Breaking the five-year silence, album opener ‘Nuclear Alchemy’, which also happens to be the first single released, wastes no time making its presence known. Pummelling and unrelenting from start to finish, Watain more than prove their ground within seconds and don’t’ let up. Continuing along this same ferocious path are ‘Sacred Damnation’ and ‘Towards The Sanctuary’ which, despite remaining viscous black metal, also explore one or two more experimental elements. The former flirting with a mildly post-metal feeling towards the end, whilst the latter uses storytelling to describe an Odin-ic pilgrim destined to roam through purgatory.

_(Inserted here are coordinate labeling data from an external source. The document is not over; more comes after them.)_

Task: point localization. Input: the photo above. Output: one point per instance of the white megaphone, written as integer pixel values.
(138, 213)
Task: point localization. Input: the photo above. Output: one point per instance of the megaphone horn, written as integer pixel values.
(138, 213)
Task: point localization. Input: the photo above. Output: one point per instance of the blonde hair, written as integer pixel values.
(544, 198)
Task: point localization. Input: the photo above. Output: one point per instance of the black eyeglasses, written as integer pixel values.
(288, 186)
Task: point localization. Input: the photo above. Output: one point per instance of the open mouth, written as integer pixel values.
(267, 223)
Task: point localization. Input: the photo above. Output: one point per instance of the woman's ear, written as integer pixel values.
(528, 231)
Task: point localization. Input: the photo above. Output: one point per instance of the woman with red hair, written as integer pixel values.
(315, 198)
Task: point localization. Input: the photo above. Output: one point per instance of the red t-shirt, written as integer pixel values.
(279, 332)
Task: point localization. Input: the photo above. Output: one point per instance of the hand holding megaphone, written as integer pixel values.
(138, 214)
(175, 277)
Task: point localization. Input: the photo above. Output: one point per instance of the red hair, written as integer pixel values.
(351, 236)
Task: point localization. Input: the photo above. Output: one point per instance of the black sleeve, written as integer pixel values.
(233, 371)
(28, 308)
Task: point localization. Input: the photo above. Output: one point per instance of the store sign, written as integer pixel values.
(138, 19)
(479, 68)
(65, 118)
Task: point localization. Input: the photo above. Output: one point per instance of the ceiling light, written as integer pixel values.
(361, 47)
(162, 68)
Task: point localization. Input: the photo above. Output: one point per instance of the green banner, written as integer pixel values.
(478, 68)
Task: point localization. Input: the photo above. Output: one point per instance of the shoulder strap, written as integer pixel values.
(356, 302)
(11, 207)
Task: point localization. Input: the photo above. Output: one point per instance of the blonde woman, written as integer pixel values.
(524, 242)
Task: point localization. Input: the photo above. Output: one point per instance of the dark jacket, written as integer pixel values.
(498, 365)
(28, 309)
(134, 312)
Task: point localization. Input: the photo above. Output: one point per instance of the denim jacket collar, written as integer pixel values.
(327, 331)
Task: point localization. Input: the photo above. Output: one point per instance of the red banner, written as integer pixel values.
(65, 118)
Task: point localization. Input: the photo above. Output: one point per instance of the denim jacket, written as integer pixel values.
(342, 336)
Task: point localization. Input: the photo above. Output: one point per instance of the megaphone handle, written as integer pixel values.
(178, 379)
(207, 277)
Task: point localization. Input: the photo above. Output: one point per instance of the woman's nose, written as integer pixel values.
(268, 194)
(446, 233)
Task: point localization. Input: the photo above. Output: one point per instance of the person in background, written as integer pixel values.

Although furious and an all-out aural assault from beginning to end, ‘Trident Wolf Eclipse’ does have minor moments where it’s essential to take a breather before diving back in. ‘Teufelsreich’ and ‘Furor Diabolicus’ or ‘Devil Rich’ and ‘The Anger of The Devil’ for the non-Latin speakers amongst us, incorporate far more groove and atmosphere than the bludgeoning attack of ‘Nuclear Alchemy’ for example. Despite this, Watain have in no way become complacent, both songs still spew the same venom as ‘A Throne Below’ and ‘Ultra (Pandemoniac)’ which both create an atmosphere reminiscent to that of early Darkthrone; in short, they’re terrifying.
‘A Throne Below’ with its jaggedness and ‘Ultra…’, which utilises the use of maniacal laughter and faded bell chimes, wouldn’t be out of place in a Rob Zombie movie. In terms of what a lot of modern black metal bands such as Carach Angren are creating, this is the closest Watain come to anything remotely ‘symphonic’.
To bring the album to a close it only seems fitting that ‘The Fire of Power’ describes one man’s ascent to an almost God-like figure after watching the world beneath him burn. This track is surely an anthem of destruction with the howling of the words “of fire” still ringing in your ears long into the deafening silence once the album ends.
‘Trident Wolf Eclipse’ is by no means a defining moment in Watain’s career, but it’s an exceptionally strong effort that could easily be the soundtrack to a war as well as a harkening to the ‘glory days’ of black metal. If the production and sound quality weren’t up to modern day standards, this record could quite happily sit alongside some of the classics that formed an entire sub-genre that, despite promoting ‘evil’, is still going strong almost three decades later.